The next day, I bought the biggest crowbar I could find and spent the afternoon crowbarring the crap out of everything that I came within three feet of, from old two-by-fours nailed together for no apparent reason to tree stumps that might cause future tractor drama. (I failed at crowbarring the cutter-crippling ash. That’s going to take some next-level bashing. I’m thinking explosives.)
Another grand romance I’m having at La Villatte is with my new chainsaw. I love it more than the crowbar, but slightly less than the tractor. It’s the closest I’ll ever come to a light saber.

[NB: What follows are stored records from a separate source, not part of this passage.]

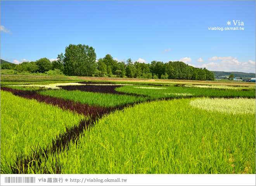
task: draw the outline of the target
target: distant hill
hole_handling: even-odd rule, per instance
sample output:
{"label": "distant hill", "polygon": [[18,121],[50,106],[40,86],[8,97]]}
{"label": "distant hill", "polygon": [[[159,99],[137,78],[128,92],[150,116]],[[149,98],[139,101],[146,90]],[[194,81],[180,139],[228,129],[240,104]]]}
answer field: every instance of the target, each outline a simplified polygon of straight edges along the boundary
{"label": "distant hill", "polygon": [[12,63],[11,63],[10,62],[9,62],[7,61],[5,61],[4,60],[1,59],[1,64],[0,64],[2,65],[2,64],[4,64],[5,63],[9,63],[10,64],[14,64]]}
{"label": "distant hill", "polygon": [[255,78],[255,73],[246,73],[240,72],[220,72],[211,71],[214,73],[215,76],[228,76],[231,74],[234,75],[234,77],[238,78]]}

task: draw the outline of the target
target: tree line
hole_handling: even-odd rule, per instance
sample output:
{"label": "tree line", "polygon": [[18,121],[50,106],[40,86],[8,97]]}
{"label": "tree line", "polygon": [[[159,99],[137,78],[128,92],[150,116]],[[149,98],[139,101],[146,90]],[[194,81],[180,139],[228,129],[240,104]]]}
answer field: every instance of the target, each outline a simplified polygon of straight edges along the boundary
{"label": "tree line", "polygon": [[214,80],[214,74],[206,69],[195,68],[180,61],[153,61],[150,64],[133,62],[131,59],[118,62],[110,54],[96,60],[94,48],[85,45],[70,44],[65,54],[58,54],[52,62],[47,58],[35,62],[23,62],[14,66],[1,65],[2,69],[18,72],[45,72],[55,71],[66,76],[128,77],[131,78],[174,79]]}

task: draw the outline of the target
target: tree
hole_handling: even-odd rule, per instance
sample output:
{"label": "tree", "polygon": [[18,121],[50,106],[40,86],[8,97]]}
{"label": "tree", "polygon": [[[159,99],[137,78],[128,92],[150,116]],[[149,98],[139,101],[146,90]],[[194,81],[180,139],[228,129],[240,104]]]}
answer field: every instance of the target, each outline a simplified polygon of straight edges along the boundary
{"label": "tree", "polygon": [[125,64],[124,62],[119,62],[118,64],[118,69],[121,71],[120,77],[123,78],[125,76]]}
{"label": "tree", "polygon": [[107,73],[109,76],[112,75],[112,70],[111,69],[110,66],[109,66],[107,68]]}
{"label": "tree", "polygon": [[132,61],[131,61],[131,58],[129,58],[129,59],[127,59],[126,60],[126,62],[127,64],[127,65],[132,65]]}
{"label": "tree", "polygon": [[126,76],[128,78],[133,78],[135,74],[136,69],[132,64],[128,64],[126,69]]}
{"label": "tree", "polygon": [[37,60],[36,64],[38,66],[38,71],[41,72],[48,71],[52,67],[51,62],[46,57]]}
{"label": "tree", "polygon": [[35,61],[29,62],[28,64],[27,69],[31,73],[34,73],[39,71],[38,66],[36,65],[36,62]]}
{"label": "tree", "polygon": [[63,72],[64,71],[64,56],[62,53],[61,54],[58,54],[57,60],[54,60],[52,62],[52,70],[59,69]]}
{"label": "tree", "polygon": [[2,69],[12,69],[11,66],[8,63],[4,63],[1,65],[1,68]]}
{"label": "tree", "polygon": [[22,72],[22,66],[21,64],[19,64],[16,65],[14,68],[14,70],[18,72]]}
{"label": "tree", "polygon": [[94,48],[88,45],[70,44],[63,59],[64,72],[68,76],[92,76],[97,64]]}
{"label": "tree", "polygon": [[166,64],[166,65],[165,71],[166,73],[168,75],[168,79],[171,79],[173,78],[174,74],[174,69],[170,63]]}
{"label": "tree", "polygon": [[105,74],[107,73],[107,65],[103,62],[101,63],[99,68],[99,70],[101,72],[101,74],[105,75]]}

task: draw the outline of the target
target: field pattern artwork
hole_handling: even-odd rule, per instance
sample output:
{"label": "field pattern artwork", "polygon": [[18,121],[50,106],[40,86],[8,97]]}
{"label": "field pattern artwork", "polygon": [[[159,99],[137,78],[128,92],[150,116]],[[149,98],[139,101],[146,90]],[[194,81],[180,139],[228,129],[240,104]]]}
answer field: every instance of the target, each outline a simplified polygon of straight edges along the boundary
{"label": "field pattern artwork", "polygon": [[255,174],[253,84],[29,80],[1,82],[1,173]]}

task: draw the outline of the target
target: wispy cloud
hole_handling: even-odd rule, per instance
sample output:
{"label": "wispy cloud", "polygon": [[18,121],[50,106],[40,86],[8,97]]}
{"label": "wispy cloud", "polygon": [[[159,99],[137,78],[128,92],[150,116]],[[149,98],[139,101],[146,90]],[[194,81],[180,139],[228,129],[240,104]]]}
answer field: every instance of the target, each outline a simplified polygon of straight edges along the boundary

That evening, I was chainsawing firewood in the barn when the chain hooked on a knot mid-log and stalled. The blade was really stuck into the log. Chainsaws strike me as delicate machines, so I gingerly pulled at the log, trying to remove it. It wasn’t going anywhere.
Another defeat. 24 hours later, again relegated to imposter status.
I looked at the saw-hugging log and muttered, “Not today.” That’s what farmers do, I guess, talk to the inanimate objects they’re struggling with.
I walked over a large stump we use as a wood chopping surface, lifted the saw up and brought it down hard, aiming so that just the log hit the edge of the stump. It broke free and tumbled across the barn floor. Not a mark on the chainsaw.
I let out a victory howl.
The barn’s walls are made of three-foot-thick stone. The main house is several hundred yards away, also built with three-foot-thick stone walls. Neither the distance nor the masonry prevented Marilyne from hearing my primal outburst from the kitchen.
Some people pick up everything they do quickly. Yay, them. I’m not one of those people. Whether it was writing, riding, running, understanding nutrition, or farming, mastery has always been an ordeal. But the only thing worse than sucking at doing something is never having done it at all, so I keep plodding along.
You might not be able to “just do it,” but you can always, “just try it.” If it works great. If it doesn’t, try it another way—you’ll get it eventually.
If all else fails, you can always take a crowbar to it.